David Duchovny, The X-Files
During his stint as Fox Mulder on the original run of The X-Files in the '90s, David Duchovny directed three episodes: "William," "Hollywood A.D.," and "The Unnatural." But when the recent revival came around, Duchovny wasn't interested in directing again, especially if it meant he wouldn't be able to dedicate as much of himself to playing his character.
"If I'm going to direct a show, it necessitates that I'm very light in the [previous episode] so I can prep it, and it necessitates that I'm somewhat light in the show afterwards, so that I can do post," Duchovny explained in an interview with Entertainment Weekly. "So really what I'm asking for, if I'm directing an X-File, is, 'Okay, you're doing 10, but I've got to be light in 3 out of those 10.' And that's just not fair, really."
Jason Bateman, Arrested Development
Jason Bateman has a thing for directing the shows he's doing. When he played Michael Bluth on Arrested Development, he directed the 2004 episode "Afternoon Delight." And he has directed eight episodes of Ozark, the Netflix series he's currently starring on.
Tim Allen, Home Improvement
Like Bateman, actor-comedian Tim Allen likes to get in the director's chair on the shows he's starring on. While playing Tim Taylor on the '90s sitcom Home Improvement, Allen directed the 1999 episode "Loose Lips and Freudian Slips," but more recently, he's also directed three episodes of Last Man Standing.
Mary Tyler Moore, The Mary Tyler Moore Show
Of course, Mary Tyler Moore's most iconic role was on her own sitcom, The Mary Tyler Moore Show, which ran from 1970 to 1977. She directed the 1974 episode "A Boy's Best Friend," which ended up being the one and only directorial effort of her career.
Jon Hamm, Mad Men
Mad Men may have been an ensemble series in many ways, but it's hard to deny that Jon Hamm's Don Draper was something of a lead. Despite his starring role, Hamm found time to direct two episodes of AMC's acclaimed drama, "Collaborators" and "Tea Leaves."
"It was fun, it was invigorating," Hamm told Reuters about his directorial debut in 2012. "It was the first show back that we shot after that long lay-off.

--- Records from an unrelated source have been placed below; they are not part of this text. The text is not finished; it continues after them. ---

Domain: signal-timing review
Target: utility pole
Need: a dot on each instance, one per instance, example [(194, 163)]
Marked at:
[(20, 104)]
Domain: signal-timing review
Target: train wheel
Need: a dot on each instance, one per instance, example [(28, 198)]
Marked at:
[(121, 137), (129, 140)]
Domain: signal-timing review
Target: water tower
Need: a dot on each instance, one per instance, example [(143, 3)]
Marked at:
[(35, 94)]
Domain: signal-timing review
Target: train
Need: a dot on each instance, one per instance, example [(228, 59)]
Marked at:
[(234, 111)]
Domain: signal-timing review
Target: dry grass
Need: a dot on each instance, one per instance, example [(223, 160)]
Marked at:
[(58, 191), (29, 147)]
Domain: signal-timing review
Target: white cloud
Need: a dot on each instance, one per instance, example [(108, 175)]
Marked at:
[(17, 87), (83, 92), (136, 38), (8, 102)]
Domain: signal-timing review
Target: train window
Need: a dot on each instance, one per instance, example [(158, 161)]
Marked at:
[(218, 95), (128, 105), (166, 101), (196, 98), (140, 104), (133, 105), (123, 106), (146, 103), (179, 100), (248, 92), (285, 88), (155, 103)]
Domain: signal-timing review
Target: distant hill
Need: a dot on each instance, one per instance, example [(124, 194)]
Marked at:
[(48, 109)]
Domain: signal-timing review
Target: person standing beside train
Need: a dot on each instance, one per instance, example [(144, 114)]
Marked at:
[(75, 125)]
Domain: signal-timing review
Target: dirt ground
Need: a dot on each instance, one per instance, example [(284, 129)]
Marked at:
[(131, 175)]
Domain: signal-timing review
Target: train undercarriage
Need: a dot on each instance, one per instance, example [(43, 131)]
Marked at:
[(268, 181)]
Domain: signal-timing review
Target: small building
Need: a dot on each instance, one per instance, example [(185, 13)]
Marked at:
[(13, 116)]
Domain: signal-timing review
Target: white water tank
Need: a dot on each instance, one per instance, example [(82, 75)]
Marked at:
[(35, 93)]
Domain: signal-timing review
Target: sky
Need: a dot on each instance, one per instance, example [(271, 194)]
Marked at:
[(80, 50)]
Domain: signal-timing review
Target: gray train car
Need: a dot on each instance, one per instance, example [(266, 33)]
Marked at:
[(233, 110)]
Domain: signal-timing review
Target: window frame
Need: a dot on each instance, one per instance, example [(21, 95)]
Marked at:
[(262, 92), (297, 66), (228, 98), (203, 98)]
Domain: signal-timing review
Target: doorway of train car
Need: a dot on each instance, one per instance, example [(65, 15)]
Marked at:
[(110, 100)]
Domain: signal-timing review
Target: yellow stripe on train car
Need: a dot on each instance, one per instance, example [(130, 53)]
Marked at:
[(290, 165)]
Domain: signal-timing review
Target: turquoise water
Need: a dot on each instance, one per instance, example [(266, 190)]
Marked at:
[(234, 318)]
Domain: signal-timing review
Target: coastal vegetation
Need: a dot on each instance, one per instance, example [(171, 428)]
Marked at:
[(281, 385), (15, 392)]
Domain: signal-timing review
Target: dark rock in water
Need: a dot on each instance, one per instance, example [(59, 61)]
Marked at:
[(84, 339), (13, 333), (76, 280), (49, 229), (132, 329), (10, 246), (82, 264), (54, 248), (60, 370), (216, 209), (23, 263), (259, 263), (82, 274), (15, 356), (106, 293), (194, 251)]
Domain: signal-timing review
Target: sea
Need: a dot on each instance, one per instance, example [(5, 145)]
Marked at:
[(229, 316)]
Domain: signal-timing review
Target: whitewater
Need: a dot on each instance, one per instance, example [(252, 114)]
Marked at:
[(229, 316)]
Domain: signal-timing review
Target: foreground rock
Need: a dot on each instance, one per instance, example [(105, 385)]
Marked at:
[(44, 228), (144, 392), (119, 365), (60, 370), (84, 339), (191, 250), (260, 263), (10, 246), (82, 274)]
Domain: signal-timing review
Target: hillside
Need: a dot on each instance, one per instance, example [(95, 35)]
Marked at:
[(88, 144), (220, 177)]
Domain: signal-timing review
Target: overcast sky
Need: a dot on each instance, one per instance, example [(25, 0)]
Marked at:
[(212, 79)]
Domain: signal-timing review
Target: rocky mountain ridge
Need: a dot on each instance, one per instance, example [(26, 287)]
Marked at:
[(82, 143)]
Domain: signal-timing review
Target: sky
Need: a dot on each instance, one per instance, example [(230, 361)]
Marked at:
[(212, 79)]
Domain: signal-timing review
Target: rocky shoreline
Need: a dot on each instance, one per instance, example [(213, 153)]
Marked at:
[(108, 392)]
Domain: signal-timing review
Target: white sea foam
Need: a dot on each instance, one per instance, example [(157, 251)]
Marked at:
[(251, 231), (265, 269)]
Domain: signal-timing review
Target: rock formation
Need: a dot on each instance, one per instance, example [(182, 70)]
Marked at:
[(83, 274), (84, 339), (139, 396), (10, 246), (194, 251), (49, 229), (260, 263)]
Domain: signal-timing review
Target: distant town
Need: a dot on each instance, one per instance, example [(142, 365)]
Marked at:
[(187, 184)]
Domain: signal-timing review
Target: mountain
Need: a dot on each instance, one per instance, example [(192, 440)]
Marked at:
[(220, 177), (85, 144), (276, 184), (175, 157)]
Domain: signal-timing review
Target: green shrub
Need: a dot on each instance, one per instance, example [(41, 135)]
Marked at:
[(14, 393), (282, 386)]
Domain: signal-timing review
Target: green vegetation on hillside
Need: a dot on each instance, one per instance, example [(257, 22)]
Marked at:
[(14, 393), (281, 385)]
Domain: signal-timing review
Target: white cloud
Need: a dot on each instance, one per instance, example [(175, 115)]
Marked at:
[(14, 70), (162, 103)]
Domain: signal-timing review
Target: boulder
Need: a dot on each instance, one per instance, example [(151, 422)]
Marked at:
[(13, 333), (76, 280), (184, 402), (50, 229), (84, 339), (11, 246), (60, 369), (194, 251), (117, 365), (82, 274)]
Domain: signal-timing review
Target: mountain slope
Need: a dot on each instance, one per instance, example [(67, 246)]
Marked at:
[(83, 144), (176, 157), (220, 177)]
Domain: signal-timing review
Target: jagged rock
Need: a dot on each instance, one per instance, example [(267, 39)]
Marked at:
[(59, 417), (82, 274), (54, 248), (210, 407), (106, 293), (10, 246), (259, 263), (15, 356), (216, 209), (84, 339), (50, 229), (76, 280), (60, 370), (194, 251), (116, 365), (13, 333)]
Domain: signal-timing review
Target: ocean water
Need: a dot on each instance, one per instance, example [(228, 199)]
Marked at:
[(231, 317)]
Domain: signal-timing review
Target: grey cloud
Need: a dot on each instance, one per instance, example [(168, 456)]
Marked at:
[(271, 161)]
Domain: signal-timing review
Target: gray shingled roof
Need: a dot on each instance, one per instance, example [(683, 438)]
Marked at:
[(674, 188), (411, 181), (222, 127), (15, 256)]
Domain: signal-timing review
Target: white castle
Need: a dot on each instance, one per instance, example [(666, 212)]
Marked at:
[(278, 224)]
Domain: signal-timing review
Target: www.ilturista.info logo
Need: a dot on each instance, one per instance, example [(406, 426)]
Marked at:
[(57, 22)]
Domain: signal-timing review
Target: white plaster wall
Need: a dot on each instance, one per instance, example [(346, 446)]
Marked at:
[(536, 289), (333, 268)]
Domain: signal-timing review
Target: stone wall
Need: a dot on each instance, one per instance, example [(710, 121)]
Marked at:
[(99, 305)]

It was wonderful to get a totally different perspective, not only on the show but on these wonderful actors I have known, and to watch them work from an objective viewpoint. It really enables you to see how much work goes into creating a TV show before the actors come on set."
Laura Innes, ER
One of the longest running shows on television, ER spanned 15 seasons, and Laura Innes was a major part of that legacy, appearing as Dr. Kerry Weaver in an incredible 249 episodes. During that time, she also directed 12 episodes of the series. By the time Innes was ready to make her ER departure, she already had a directing deal in place with the show's creator, John Wells.
Jason Alexander, Seinfeld
Jason Alexander is known for playing George Costanza on Seinfeld, but he also had a hand in the '90s "show about nothing" behind the scenes, directing the 1992 episode "The Good Samaritan." As Alexander revealed in a 2014 interview with The Hollywood Reporter, directing ended up becoming a passion of his.
"If I could really move my career much more into predominantly directing, I would jump at that," he said at the time.
Dave Coulier, Fuller House
After playing Joey on Full House, Dave Coulier got the chance to reprise the role on Netflix's sequel series Fuller House—and that also afforded him the opportunity to step behind the camera. He directed five episodes of the series, which recently wrapped filming its fifth and final season. And although creator Jeff Franklin admitted in an interview with Business Insider that he had concerns about letting Coulier direct, it turned out better than expected.
"We were a little nervous, because Dave's a big kid," Franklin said. "But he really stepped up, took it very seriously, and did a great job."
Peter Krause, Parenthood
At the same time Peter Krause was starring as Peter Braverman on the NBC family drama Parenthood, he also directed three episodes over the course of the series' six-season run: "A Potpourri of Freaks," "Small Victories," and "Politics."